13 settembre 2017 16:08

Gentile bibliopatologo,
sono mamma da cinque mesi, e non vedo l’ora di leggere a un cucciolo d’uomo tutti i miei libri preferiti. Il problema è che sono in trepidazione e non so se sarò in grado di aspettare “l’età giusta” per fargli conoscere il signor K. o Gregor Samsa. Sono già una madre tiranna? Venti minuti di lettura gli costeranno vent’anni di terapia? Kafka è una pappa pericolosa? Mi spetterà una Lettera alla madre?
–Serena

Cara Serena,
hai mai sentito parlare di ruminatio? Tutto cominciò con il profeta Ezechiele, che un giorno ricevette una chiamata soprannaturale: “Figlio dell’uomo, mangia ciò che hai davanti, mangia questo rotolo, poi va’ e parla alla casa d’Israele”. Il legame metaforico tra lettura e nutrimento era destinato a una grande fortuna nella tradizione monastica. Il più antico commentatore della Regola benedettina, Smaragdo di Saint-Mihiel, dice che “qualsiasi cosa si trovi nella sacra Scrittura deve essere mangiato”. Guigo II il certosino ribadisce che “la lettura apporta alla bocca un cibo solido, la meditazione lo mastica e lo tritura”. Ancora oggi, se ti capita di pranzare nel refettorio di un monastero, vedrai una schiera di teste chine sui piatti mentre uno dei monaci legge ad alta voce per tutti. Ruminano il cibo e le Scritture.

Il problema, cara Serena, è che il profeta Ezechiele aveva i denti. Forse non acuminati e minacciosi come l’omonimo lupo della Disney, ma quel tanto che basta per masticare un rotolo di papiro o di pelle. Il tuo marmocchio, salvo casi di inquietante precocità, è già tanto che abbia un paio di tenerissimi incisivi inferiori. E anche se una delle prime parole che imparerà, e che si divertirà un mondo a dire nelle occasioni meno opportune, ha un suono decisamente simile a “Kafka”, temo che Il processo e La metamorfosi richiedano dentature più robuste.

Però ti capisco, passare per una lunga e noiosissima anticamera di libri di stoffa per neonati prima di approdare alla favola del grande scarafaggio dev’essere un’esperienza noiosa e frustrante, come l’attesa dell’uomo di campagna davanti alla porta della Legge. Fossi in te, mi ingegnerei a trovare una soluzione di compromesso. Qualcosa che abbia l’aspetto di un omogeneizzato ma il sapore della grande letteratura. Insomma, ti serve un menù, e io son qui per questo. Propongo di leggergli, per cominciare, E lasciatemi divertire di Aldo Palazzeschi (“Tri, tri tri / Fru fru fru, / Uhi uhi uhi, / Ihu ihu, ihu”); proseguire con Zang Tumb Tumb di Filippo Tommaso Marinetti; divertirlo con un po’ di lettristi e dadaisti – anche se il tuo Kafka considerava il dadaismo “un difetto fisico”, il segno che si è spezzata la spina dorsale dello spirito.
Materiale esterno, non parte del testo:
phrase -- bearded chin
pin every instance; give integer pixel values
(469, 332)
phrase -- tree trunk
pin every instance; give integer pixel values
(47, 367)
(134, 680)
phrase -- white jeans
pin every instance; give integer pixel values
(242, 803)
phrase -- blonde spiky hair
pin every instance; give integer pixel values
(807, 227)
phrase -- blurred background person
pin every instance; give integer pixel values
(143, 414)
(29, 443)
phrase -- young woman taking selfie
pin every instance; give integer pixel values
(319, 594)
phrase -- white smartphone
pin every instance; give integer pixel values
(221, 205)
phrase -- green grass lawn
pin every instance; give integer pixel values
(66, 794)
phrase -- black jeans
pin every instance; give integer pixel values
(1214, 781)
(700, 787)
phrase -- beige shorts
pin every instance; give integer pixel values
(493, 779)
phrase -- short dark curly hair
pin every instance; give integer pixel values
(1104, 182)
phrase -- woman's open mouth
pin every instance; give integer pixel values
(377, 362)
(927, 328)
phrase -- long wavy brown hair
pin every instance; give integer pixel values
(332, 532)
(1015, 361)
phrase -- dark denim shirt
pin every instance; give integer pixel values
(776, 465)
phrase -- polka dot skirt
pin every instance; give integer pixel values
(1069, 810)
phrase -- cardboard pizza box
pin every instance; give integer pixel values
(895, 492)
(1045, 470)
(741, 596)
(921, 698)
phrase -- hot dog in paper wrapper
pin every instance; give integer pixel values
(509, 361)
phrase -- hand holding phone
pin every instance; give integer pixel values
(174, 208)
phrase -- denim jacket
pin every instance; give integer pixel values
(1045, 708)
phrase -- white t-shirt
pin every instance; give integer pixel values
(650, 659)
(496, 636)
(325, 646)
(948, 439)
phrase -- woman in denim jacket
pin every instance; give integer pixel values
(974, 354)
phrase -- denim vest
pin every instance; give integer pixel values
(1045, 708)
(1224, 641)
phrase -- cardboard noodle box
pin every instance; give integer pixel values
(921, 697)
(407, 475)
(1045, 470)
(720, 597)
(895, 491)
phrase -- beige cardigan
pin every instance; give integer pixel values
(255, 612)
Ma non sei obbligata a tuffarlo nelle avanguardie, specie se ti fidi di K. e vuoi preservare le sue vertebre interiori. Che ne dici, per esempio, del gesuita secentesco Mario Bettini che rifà il verso dell’usignolo? “Quitó, quitó, quitó, quitó / Quitó, quitó, quitó / Zìzìzìzìzì zìzìzì / Quoror tiú zquà pipiquè”. E pensa quanto si divertirebbe il tuo bebè ad ascoltare i versi di un poeta secentesco molto amato da Raymond Queneau, Louis de Neufgermain, scritti in onore di un certo monsieur Lope: “Vous lipus liplopants, qui liplopez liplope, / Langage liploplier par les syllabes lope, / Lope est un nom d’héros, et cet héros est Lope”. Già lo vedo ridere e battere le mani.

Ecco, queste sono cose che già adesso può ruminare con i suoi due dentini; Kafka, fidati, te lo risputa subito, e non credo sia entusiasmante dover pulire rigurgiti di La metamorfosi dal vassoio del seggiolone. Ma se avrai fatto bene il tuo lavoro, un giorno il tuo bimbo potrebbe stupirti pronunciando la sua prima parola: Odradek!